I was just wondering because most of the emphasis has been on VCV compatible ones (for obvious reasons).
I’ve considered this but find too many reasons to always start with a VCV port - just easier to debug, much nicer to set up a patch in VCV first (as you make a mental connection about the controls and cables) etc.
Yeah, those are some of the “obvious reasons”.
I’ve been making a load of modules for my mm setup and honestly I’ve not found any compelling reason to make them as native. It’s so much easier to build and debug in vcv first, to make your patches and transfer them etc… the whole workflow is so great doing it that way and if your building with the MM in mind your already going to be optimising hard for cpu usage so I can’t really imagine working any other way.
I would guess most plugin developers are going to want to make their work available in vcv rack as well so I’d doubt we’ll see many purely native models popping up tbh
OK…I was just curious because there seems to be very little interest on VCV for MM. I just resurrected a thread over there that died back in Sept. I guess people don’t get the synergy between VCV Rack and MM: 4ms Meta - Rackception - #176 by auxmux - Lounge - VCV Community
I feel like in terms of development you’ll see developers making things with the MM specifically in mind, but with the added bonus that you can provide them for vcv rack as well, and have access to a really good build and debug workflow (which is definitely more complicated on pure hardware targets). I know a few people are waiting on Cycling’74 to make their bare metal RNBO engine public as well so they can start creating stuff, and that will also work in VCV on the desktop, so from a developer p.o.v I feel like it’s just a matter of time. V2 will really help with this too I’m sure, once people see they can work with samples etc…

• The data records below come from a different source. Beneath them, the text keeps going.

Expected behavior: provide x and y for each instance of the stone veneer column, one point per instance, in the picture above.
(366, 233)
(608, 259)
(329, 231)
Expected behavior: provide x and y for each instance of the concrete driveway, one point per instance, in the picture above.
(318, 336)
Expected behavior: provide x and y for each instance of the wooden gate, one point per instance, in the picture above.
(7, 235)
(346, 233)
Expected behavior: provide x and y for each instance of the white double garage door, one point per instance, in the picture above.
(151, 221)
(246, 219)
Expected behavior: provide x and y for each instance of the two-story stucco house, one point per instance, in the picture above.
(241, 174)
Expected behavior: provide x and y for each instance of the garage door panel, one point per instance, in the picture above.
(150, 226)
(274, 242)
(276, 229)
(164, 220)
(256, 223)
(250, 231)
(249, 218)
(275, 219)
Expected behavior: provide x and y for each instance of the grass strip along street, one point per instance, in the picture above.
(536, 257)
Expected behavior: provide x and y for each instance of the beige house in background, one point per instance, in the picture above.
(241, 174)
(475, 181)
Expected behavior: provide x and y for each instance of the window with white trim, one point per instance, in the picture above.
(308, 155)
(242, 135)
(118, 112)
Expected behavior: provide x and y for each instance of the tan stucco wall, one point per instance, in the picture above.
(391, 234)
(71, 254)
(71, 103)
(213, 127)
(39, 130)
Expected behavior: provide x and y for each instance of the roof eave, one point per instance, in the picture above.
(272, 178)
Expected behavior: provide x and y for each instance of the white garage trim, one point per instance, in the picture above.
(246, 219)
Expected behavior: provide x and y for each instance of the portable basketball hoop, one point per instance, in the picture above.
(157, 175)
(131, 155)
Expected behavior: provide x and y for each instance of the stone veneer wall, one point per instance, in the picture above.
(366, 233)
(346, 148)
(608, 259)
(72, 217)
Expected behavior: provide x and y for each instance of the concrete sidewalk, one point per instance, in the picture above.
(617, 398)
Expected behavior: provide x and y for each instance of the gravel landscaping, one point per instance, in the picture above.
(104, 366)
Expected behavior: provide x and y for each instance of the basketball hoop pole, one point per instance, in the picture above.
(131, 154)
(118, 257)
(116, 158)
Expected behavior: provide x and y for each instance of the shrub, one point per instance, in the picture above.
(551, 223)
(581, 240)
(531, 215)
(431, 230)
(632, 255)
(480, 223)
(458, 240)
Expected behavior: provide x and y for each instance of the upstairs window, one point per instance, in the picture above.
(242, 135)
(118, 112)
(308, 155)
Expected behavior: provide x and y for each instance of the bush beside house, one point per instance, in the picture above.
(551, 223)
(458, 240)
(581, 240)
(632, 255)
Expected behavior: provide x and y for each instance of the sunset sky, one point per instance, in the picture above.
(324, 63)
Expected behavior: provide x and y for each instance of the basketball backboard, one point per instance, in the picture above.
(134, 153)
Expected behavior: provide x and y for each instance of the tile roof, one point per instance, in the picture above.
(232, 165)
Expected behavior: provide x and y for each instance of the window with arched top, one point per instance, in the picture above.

From a user perspective I can’t really comment because as soon as I know I can write code for a module that’s what’s going to happen
I hope more VCV devs and hardware companies jump on the train. Embedded and MM are the future!
All the 4ms modules are native. We’re releasing a set of drum modules soon that are also native. They compile as VCV modules and as MM modules, so you still get the nice workflow of being able to test them out on VCV and the simulator before running them on hardware.
The native API offers more possibilities to optimize the code, e.g. only re-calculate filter coefficients when a knob is actually moved. You can do that in VCV modules too but you have to implement it manually.
Also, with the native API you can’t accidentally use some unsupported feature.
But neither of these benefits are really huge compelling reasons. I think it just boils down to just developer preference for which API is more comfortable.
We developed the native API first, before ever considering having Rack modules ported to the platform. So it was made with embedded systems in mind. But the Rack adapter layer does a pretty good job of keeping it efficient, too.